If using a locator system, activate it now and follow the manufacturer’s directions. Advance the catheter at a slow, steady pace until it’s in position at the premeasured length.
Grasp the tabs of the introducer sheath, and flex them toward its distal end to split the sheath. Peel the introducer while pulling away from the insertion site.
Check for a blood return and flush the catheter with normal saline solution.
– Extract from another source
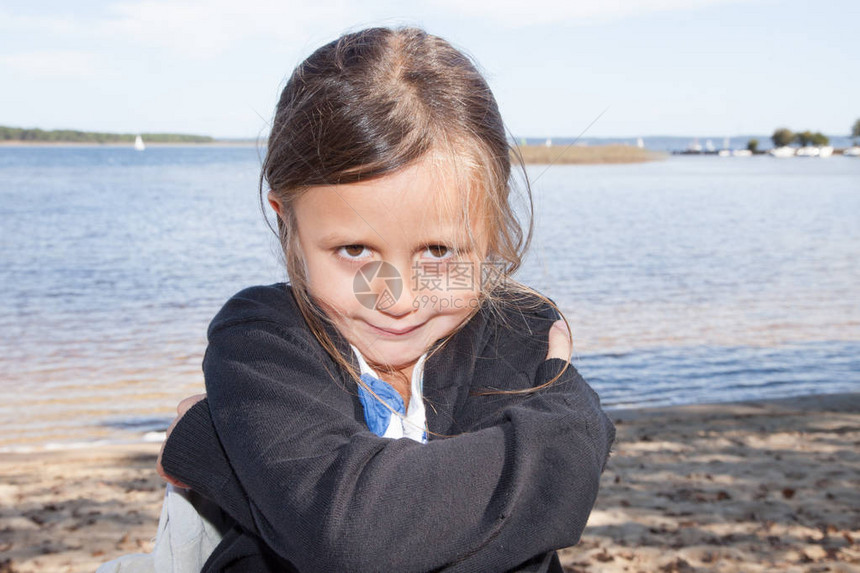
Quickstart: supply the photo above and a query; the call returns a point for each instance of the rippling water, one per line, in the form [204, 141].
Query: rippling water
[688, 280]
If you’re heparin locking the catheter, instill 5 mL of 10 units/mL heparin or follow your facility’s policy.19
Clean the site and secure the catheter with a catheter securement device, sterile tape, or sterile surgical strips.20
If necessary, apply a sterile 2″ × 2″ gauze pad directly over the site and a sterile transparent semipermeable dressing over the gauze pad.4 Leave this dressing in place for 24 hours.
Label the dressing with the date, time, and your initials.4
Obtain a chest X-ray to verify proper placement.2
Flushing a PICC
Thoroughly disinfect the needleless injection port with an antiseptic pad using friction and allow it to dry.3,22
Attach the syringe of preservative-free normal saline solution, making sure that the clamp on the PICC is closed to prevent accidental air embolism.